Skip to main content

xgboost_optuna

dataflow

To get started:

Dynamically pull and run

from hamilton import dataflows, driver
# downloads into ~/.hamilton/dataflows and loads the module -- WARNING: ensure you know what code you're importing!
xgboost_optuna = dataflows.import_module("xgboost_optuna", "zilto")
dr = (
driver.Builder()
.with_config({}) # replace with configuration as appropriate
.with_modules(xgboost_optuna)
.build()
)
# If you have sf-hamilton[visualization] installed, you can see the dataflow graph
# In a notebook this will show an image, else pass in arguments to save to a file
# dr.display_all_functions()
# Execute the dataflow, specifying what you want back. Will return a dictionary.
result = dr.execute(
[xgboost_optuna.CHANGE_ME, ...], # this specifies what you want back
inputs={...} # pass in inputs as appropriate
)

Use published library version

pip install sf-hamilton-contrib --upgrade  # make sure you have the latest
from hamilton import dataflows, driver
# Make sure you've done - `pip install sf-hamilton-contrib --upgrade`
from hamilton.contrib.user.zilto import xgboost_optuna
dr = (
driver.Builder()
.with_config({}) # replace with configuration as appropriate
.with_modules(xgboost_optuna)
.build()
)
# If you have sf-hamilton[visualization] installed, you can see the dataflow graph
# In a notebook this will show an image, else pass in arguments to save to a file
# dr.display_all_functions()
# Execute the dataflow, specifying what you want back. Will return a dictionary.
result = dr.execute(
[xgboost_optuna.CHANGE_ME, ...], # this specifies what you want back
inputs={...} # pass in inputs as appropriate
)

Modify for your needs

Now if you want to modify the dataflow, you can copy it to a new folder (renaming is possible), and modify it there.

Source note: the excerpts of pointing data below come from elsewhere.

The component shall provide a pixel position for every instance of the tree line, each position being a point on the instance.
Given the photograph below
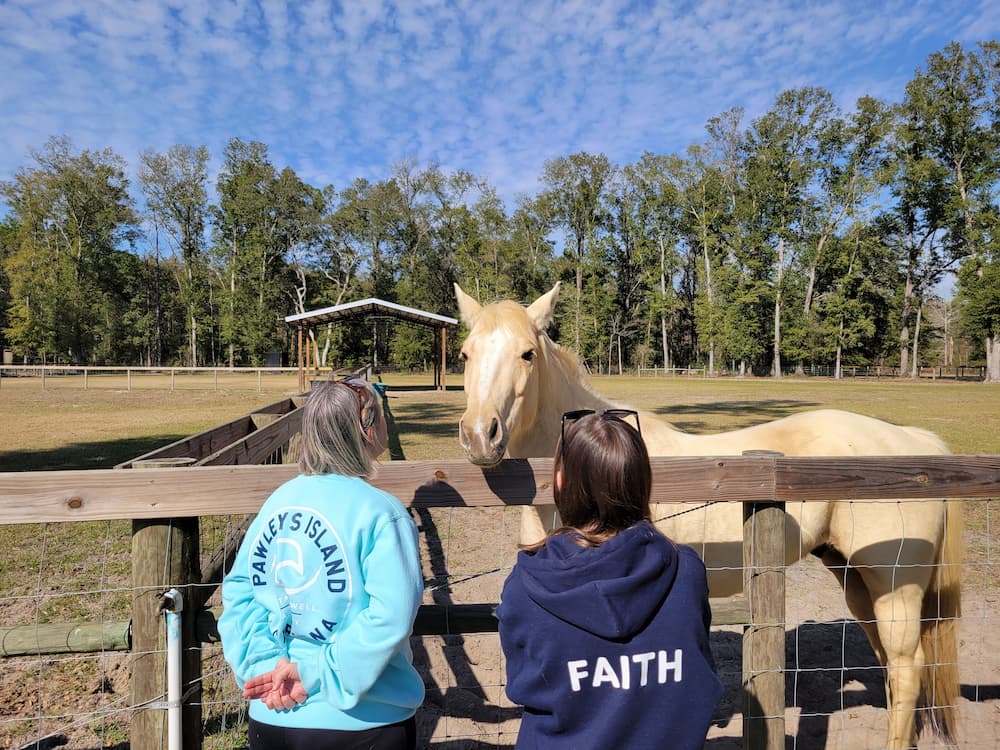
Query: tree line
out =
(806, 237)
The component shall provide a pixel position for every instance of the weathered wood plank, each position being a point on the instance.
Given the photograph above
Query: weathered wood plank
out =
(261, 443)
(217, 438)
(101, 494)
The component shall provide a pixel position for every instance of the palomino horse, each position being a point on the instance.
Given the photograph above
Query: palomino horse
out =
(897, 562)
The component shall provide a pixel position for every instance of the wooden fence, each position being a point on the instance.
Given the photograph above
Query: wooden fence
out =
(224, 464)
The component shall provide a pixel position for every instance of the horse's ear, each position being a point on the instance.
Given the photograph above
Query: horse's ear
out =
(540, 311)
(468, 308)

dataflows.copy(xgboost_optuna, "path/to/save/to")

Purpose of this module

This module implements a dataflow to train an XGBoost model with hyperparameter tuning using Optuna.

You give it a 2D arrays for X_train, y_train, X_test, y_test and you are good to go!

Configuration Options

The Hamilton driver can be configured with the following options:

  • {"task": "classification"} to use xgboost.XGBClassifier.
  • {"task": "regression"} to use xgboost.XGBRegressor.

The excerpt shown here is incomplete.